Anyway, for the spoiler above and for some other reasons, I think Fledgling has certainly got its flaws, but the mere fact of its existence also makes me think Butler probably would have engaged in an interesting way with the discourses on gender and sexuality that have evolved since 2005.

Aside from that, though, I have to take a minute to gush about how amazed I always am at the quality of Butler's writing. Her word choices and sentence structure display such neat craftsmanship, and she paints pictures of strange settings so quickly and well, creating really solid-feeling new worlds in which to spin out her imagination. I was reading a science fiction anthology a while back, and going through stories thinking "pretty good," "not bad," and then I hit an Octavia Butler story and it was like slipping into a warm bath or something. Just so good.

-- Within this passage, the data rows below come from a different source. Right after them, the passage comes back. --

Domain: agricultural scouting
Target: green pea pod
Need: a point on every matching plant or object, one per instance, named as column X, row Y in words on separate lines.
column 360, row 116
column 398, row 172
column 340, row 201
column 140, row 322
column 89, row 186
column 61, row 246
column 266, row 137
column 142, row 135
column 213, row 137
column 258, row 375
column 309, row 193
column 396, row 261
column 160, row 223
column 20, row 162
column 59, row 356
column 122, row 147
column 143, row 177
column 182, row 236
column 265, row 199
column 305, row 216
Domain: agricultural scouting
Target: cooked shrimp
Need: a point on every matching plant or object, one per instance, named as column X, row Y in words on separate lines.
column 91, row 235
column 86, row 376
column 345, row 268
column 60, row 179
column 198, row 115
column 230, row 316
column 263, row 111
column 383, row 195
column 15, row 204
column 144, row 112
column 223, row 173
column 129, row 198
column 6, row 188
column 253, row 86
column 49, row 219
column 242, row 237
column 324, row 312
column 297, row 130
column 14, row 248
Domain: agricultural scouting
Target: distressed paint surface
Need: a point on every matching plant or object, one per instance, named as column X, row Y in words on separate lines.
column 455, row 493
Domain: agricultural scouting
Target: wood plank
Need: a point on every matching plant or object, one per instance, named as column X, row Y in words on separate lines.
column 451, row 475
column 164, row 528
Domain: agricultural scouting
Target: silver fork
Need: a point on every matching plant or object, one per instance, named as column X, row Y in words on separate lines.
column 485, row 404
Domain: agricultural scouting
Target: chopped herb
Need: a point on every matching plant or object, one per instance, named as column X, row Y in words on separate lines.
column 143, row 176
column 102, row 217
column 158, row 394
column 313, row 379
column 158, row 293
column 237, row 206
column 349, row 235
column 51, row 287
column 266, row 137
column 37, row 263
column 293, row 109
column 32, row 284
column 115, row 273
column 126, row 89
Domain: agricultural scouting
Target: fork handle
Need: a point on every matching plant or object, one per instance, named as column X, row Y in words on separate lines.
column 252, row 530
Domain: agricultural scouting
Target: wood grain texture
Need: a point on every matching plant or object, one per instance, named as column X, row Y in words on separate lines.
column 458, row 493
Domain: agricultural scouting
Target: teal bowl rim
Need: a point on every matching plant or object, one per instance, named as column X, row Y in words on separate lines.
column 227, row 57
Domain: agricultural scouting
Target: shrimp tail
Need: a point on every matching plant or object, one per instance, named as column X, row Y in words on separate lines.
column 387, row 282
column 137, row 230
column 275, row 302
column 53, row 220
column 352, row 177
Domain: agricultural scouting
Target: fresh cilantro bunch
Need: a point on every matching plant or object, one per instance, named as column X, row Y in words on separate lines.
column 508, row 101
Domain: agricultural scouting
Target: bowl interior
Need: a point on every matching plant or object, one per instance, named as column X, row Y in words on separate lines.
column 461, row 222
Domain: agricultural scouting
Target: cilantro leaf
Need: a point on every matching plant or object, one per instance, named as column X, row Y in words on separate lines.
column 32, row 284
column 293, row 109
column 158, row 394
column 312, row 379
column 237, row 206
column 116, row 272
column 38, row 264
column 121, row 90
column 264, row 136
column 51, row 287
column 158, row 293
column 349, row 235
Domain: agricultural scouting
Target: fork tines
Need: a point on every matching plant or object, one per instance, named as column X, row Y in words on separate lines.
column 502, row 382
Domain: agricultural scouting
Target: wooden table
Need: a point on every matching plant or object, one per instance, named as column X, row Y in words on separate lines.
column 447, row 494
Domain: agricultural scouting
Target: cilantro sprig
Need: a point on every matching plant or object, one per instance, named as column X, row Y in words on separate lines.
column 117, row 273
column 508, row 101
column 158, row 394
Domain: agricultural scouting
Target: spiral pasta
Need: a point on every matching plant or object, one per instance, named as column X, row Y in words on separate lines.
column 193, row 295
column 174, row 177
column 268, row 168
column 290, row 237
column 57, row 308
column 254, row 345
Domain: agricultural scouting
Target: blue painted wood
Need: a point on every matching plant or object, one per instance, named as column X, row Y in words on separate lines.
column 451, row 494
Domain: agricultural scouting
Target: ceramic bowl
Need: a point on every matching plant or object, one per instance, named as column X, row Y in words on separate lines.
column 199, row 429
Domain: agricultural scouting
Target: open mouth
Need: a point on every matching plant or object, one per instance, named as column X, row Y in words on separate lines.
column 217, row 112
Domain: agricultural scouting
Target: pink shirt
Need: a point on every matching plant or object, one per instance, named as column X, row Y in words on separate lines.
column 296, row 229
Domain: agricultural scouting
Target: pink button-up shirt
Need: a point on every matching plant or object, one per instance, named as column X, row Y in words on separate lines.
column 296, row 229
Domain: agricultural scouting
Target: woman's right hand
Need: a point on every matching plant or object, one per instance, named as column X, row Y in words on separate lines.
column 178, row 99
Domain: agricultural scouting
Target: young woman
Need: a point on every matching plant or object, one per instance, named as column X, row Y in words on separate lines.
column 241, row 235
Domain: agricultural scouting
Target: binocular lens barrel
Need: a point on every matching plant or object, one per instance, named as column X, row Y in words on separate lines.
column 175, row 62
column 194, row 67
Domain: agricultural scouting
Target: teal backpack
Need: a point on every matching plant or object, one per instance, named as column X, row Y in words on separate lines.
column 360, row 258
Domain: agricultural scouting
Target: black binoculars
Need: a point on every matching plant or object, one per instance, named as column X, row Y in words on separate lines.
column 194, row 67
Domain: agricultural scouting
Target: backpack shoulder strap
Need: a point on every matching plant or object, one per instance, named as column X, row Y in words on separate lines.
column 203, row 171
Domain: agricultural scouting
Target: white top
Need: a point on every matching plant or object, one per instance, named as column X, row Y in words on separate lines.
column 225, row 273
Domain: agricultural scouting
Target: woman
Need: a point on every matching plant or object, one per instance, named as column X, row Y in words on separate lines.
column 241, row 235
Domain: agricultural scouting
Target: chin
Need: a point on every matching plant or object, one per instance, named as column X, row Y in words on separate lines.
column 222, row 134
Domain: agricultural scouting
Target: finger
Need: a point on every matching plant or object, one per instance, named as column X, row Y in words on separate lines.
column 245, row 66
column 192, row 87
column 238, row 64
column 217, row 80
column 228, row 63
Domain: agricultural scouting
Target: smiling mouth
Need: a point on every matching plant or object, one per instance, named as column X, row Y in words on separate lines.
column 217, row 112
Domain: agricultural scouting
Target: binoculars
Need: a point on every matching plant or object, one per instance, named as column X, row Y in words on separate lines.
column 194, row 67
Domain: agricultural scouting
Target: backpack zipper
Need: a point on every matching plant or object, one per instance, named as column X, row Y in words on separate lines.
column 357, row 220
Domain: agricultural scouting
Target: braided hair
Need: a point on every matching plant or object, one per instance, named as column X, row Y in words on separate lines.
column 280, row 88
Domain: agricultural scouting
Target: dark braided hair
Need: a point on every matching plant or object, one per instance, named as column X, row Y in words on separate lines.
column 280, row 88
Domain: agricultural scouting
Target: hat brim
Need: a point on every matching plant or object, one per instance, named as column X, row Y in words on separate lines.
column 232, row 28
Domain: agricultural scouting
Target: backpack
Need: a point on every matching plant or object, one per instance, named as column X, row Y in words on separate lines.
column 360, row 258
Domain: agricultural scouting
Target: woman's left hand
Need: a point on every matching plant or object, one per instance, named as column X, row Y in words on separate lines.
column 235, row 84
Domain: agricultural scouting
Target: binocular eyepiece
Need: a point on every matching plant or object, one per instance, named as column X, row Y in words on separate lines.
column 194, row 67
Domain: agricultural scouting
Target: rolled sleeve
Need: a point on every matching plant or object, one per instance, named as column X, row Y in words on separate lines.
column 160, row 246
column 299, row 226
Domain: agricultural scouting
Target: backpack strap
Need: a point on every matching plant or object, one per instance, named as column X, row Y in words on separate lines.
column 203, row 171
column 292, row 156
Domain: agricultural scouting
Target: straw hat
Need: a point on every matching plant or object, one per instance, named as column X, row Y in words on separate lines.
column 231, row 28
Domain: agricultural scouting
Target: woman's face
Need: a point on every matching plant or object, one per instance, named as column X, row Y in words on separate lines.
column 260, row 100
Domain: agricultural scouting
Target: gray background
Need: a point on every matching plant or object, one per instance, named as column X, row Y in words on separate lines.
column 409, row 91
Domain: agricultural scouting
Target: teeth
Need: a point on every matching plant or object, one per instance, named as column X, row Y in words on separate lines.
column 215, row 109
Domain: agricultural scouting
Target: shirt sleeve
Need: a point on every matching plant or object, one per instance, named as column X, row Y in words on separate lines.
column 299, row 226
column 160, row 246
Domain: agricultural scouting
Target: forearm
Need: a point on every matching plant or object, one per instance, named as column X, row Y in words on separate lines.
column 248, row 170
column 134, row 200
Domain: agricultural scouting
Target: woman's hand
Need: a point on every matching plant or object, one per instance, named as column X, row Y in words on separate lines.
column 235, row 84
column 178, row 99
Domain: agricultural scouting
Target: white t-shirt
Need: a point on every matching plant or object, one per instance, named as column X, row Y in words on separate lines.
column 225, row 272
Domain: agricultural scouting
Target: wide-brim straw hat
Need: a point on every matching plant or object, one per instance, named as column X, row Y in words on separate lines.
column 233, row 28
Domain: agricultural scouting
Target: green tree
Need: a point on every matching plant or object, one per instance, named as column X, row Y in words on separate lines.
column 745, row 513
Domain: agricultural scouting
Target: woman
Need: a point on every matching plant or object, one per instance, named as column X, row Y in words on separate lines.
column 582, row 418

This award was very well deserved!
posted by sigmagalator at 12:48 PM on May 1, 2023 [1 favorite]


Cstross, Farmer was named grandmaster in 2001.
posted by MarioM at 5:06 PM on May 1, 2023


Another writer who died too young, and therefore missed out on the Grandmaster award is John Brunner. He definitely deserves the Infinity Award.
posted by MarioM at 5:09 PM on May 1, 2023 [1 favorite]


About a decade ago I served on the jury for the GM award. The process was quite loose—an email chat among the jurors in which living candidates were proposed and then agreed or blackballed.

I think I am safe in disclosing that the year I was on the jury


Cstross, Farmer was named grandmaster in 2001.

William Gibson was named grandmaster in 2019, and Harlan Ellison in 2006. Maybe it was a different award?
posted by Merus at 6:55 PM on May 1, 2023


Probably meant Peter Jairus Frigate.
posted by Etrigan at 8:28 PM on May 1, 2023 [1 favorite]


Maybe the Science Fiction Hall of Fame? Gibson was elected in 2008.